Post by Zilarrezko »

Indeed, it's not an easy concept to learn, and it's like walking through a corridor since learning Lua, the table concepts were like a room where it took me time to examen the floors, decorations and surroundings. Now OOP and it's relatives are like the open world, I can't seem to grasp it when I read about it, watch it, hear it, given it, or even experience it; it's severely frustrating. I feel a personal taboo when contemplating the use of other's libraries.
qwook wrote:and in just about 3 hours they get their first game up and running in LÖVE.
I'm trying to do something much bigger, it'll take me years til version 1.0. I'm not trying to build a game I want as fast as possible. But rather learn Lua so I don't have to ask questions, and learn programming in general so when I get into college next year and take computer science I'll have an advantage in most concepts (take stress now and not later right?).

I've looked at several tutorials on OOP and look at about 3 libraries and followed along on a couple and I still don't feel I've even scraped it enough to use it, just a couple posts ago I couldn't write a map class worth crap. Still can't either...
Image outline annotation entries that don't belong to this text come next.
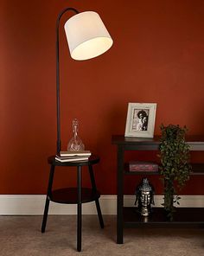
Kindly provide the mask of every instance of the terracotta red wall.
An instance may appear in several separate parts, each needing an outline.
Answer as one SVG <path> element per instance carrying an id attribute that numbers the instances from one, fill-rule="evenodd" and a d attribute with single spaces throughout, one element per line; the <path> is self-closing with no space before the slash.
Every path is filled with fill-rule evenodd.
<path id="1" fill-rule="evenodd" d="M 0 194 L 46 193 L 47 157 L 55 153 L 56 141 L 55 20 L 67 5 L 99 12 L 114 40 L 99 58 L 75 61 L 61 31 L 62 147 L 77 118 L 86 149 L 101 157 L 95 170 L 102 194 L 116 193 L 116 148 L 111 138 L 124 132 L 128 102 L 157 103 L 156 134 L 161 123 L 186 125 L 189 134 L 204 133 L 202 0 L 1 0 L 0 4 Z M 204 194 L 203 181 L 194 177 L 184 192 Z M 161 193 L 160 181 L 152 182 Z M 55 187 L 74 182 L 74 171 L 58 170 Z M 84 183 L 88 182 L 84 174 Z M 136 183 L 125 181 L 127 193 L 134 192 Z"/>

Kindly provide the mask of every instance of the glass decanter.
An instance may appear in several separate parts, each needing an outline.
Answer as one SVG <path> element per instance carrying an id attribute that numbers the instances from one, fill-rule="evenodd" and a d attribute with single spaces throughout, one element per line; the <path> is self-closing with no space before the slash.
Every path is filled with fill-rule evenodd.
<path id="1" fill-rule="evenodd" d="M 80 151 L 85 150 L 85 145 L 82 140 L 78 136 L 79 122 L 76 118 L 73 120 L 73 137 L 70 139 L 67 144 L 67 150 Z"/>

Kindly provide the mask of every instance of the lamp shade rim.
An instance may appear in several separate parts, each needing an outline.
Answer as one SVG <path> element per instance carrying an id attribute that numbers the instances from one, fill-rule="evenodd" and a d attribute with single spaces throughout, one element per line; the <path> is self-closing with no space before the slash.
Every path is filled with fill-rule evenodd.
<path id="1" fill-rule="evenodd" d="M 98 52 L 97 53 L 95 53 L 95 54 L 93 53 L 91 55 L 90 54 L 87 54 L 87 56 L 83 56 L 82 57 L 81 54 L 77 54 L 79 48 L 81 48 L 81 47 L 85 46 L 86 43 L 89 43 L 91 41 L 96 41 L 98 39 L 99 40 L 100 40 L 100 39 L 105 40 L 105 47 L 100 48 L 99 48 L 99 51 L 98 49 Z M 106 51 L 108 51 L 112 47 L 112 44 L 113 44 L 113 40 L 111 37 L 106 37 L 106 36 L 93 37 L 93 38 L 91 38 L 89 40 L 86 40 L 86 41 L 82 42 L 81 43 L 80 43 L 72 51 L 70 51 L 70 54 L 71 54 L 71 57 L 73 60 L 76 60 L 76 61 L 86 61 L 86 60 L 92 59 L 92 58 L 95 58 L 95 57 L 98 57 L 98 56 L 103 54 L 104 53 L 105 53 Z M 86 47 L 84 47 L 84 48 L 86 48 Z M 86 53 L 86 50 L 83 50 L 83 52 Z"/>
qwook wrote:Metatables aren't something you should really dabble with unless you're extremely good at Lua. I didn't need metatables when I first started out in Lua, but I eventually got to learning it when I needed more advanced structures.
I guess I'm not that good at Lua, probably because all the tutorials I look at don't even have all the information or their explanations are sub par to crap. No tutorial I saw had the second argument for table.insert. Even the love wiki doesn't list out the set type of arguments for a good portion of their functions.